East Sussex County Council was judged ineffective in an inspection by Ofsted this summer.

An Ofsted inspector said the inspection was carried out because of concerns about:east_sussex_county_council_web

  • The decline in the proportion of primary schools judged good or better for their overall effectiveness and the “significantly” higher than average proportion judged inadequate.
  • The low attainment and progress of pupils in primary schools from 2011 to 2013.
  • The wider than average gap between the achievements of pupils known to be entitled to free school meals and other pupils across all key stages.
  • The much lower than average proportion of 18-year-olds successfully moving on to education, training or employment.

Eight key areas were outlined for improvement:

  • Halt the decline in primary school performance and accelerate the pace of improvement, so that inspection outcomes are at least in line with the national averages by summer 2015.
  • Identify and communicate unequivocally to underperforming schools that their rate of improvement is not good enough and follow through with robust monitoring.
  • Systematically monitor the impact of support and intervention provided by school improvement services, holding managers to account more effectively for the quality of the provision.
  • Rapidly improve and sustain high attainment in English and mathematics by the end of all key stages, especially for pupils known to be eligible for free school meals.
  • Ensure all learners have successful transitions between the phases of education training or employment to age 19, and sharply improve Level 3 attainment.
  • Provide strong strategic leadership and challenge to schools to support the reduction of temporary exclusions across all types of schools.
  • Ensure every school has high calibre leadership and governance and rapidly increase the number of effective leaders in primary schools, through pursuing key local authority strategies such as school-to-school support.
  • Provide all governing bodies with timely information and guidance to enable them to evaluate how well their school is performing and provide informed challenge to school leaders.
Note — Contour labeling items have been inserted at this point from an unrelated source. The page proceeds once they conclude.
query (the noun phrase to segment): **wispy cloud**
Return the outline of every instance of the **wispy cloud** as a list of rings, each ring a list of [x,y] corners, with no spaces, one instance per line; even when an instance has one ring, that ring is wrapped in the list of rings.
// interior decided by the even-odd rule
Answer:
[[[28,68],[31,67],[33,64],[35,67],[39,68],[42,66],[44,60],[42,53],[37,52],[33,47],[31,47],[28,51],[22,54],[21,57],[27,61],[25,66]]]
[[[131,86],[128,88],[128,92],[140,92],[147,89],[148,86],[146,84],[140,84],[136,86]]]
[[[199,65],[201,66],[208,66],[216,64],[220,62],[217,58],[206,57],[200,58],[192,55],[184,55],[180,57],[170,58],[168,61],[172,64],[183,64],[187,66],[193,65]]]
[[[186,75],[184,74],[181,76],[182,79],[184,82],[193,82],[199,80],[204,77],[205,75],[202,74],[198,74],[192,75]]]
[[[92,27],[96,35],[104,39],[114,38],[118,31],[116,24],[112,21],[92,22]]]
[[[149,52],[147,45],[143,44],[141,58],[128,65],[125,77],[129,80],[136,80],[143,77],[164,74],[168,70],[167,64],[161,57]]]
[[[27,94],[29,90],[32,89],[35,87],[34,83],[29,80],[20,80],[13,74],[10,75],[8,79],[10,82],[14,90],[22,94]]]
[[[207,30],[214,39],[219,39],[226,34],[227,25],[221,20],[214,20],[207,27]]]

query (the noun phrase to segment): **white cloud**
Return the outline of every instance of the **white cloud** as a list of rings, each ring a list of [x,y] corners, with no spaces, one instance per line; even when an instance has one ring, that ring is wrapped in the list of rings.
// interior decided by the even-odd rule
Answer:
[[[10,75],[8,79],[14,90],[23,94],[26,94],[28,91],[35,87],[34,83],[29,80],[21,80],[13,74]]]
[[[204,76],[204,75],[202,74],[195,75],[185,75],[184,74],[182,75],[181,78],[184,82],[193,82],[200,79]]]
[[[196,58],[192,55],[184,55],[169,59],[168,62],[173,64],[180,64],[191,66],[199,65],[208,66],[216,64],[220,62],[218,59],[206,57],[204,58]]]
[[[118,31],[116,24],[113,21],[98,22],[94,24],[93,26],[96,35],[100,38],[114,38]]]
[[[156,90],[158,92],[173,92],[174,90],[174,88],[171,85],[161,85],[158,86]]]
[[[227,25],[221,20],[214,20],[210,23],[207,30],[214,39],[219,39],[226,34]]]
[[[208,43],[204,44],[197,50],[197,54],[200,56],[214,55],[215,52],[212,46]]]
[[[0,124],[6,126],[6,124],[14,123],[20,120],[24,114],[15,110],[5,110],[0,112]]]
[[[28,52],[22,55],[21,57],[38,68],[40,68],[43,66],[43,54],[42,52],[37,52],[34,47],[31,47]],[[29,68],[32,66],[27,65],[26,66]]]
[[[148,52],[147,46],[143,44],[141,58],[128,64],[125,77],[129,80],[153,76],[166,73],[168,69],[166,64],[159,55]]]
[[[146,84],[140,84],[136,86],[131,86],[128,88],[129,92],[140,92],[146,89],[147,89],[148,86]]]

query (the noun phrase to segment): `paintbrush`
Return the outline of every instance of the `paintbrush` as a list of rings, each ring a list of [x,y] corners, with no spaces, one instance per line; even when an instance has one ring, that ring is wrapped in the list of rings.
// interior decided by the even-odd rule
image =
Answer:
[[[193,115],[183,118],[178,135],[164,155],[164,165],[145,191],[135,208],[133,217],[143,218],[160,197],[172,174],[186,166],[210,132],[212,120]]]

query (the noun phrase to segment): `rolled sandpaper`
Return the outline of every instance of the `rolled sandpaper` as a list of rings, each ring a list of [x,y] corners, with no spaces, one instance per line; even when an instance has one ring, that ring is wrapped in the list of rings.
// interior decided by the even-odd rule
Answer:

In a letter to the council the Ofsted inspector Margaret Farrow says: “The council’s decision to reduce funding and take a ‘hands-off’ approach to challenging and supporting schools in 2011 reduced the quality of provision in, and leadership of, primary schools.”

She says that following disappointing school test results in 2012, elected members initiated a review of the local authority’s performance and developed the ‘Excellence for All’ strategy which they began implementing in autumn 2013.

The inspector says: “The council’s ambitions and the sharper focus on improvement are generally understood and welcomed by headteachers and governors. The evidence of improving relationships with the local authority is clear.

“However, a significant minority of headteachers and governing bodies do not share the local authority’s ambition, which is slowing the rate of improvement in some schools.”

East Sussex County Council is acting to address the findings of the inspection with strategies drawn up for the academic years 2014-15 and 2015-16 at a cost of £870,000.

An action plan is to be prepared and reported to Cabinet and Scrutiny giving full details of the improvement strategies and timescales.

More details of the council’s reaction to the inspector’s findings – and a copy of the inspector’s letter – can be found in a report to an East Sussex County Council cabinet meeting on Tuesday.

*No schools were named in the inspector’s report.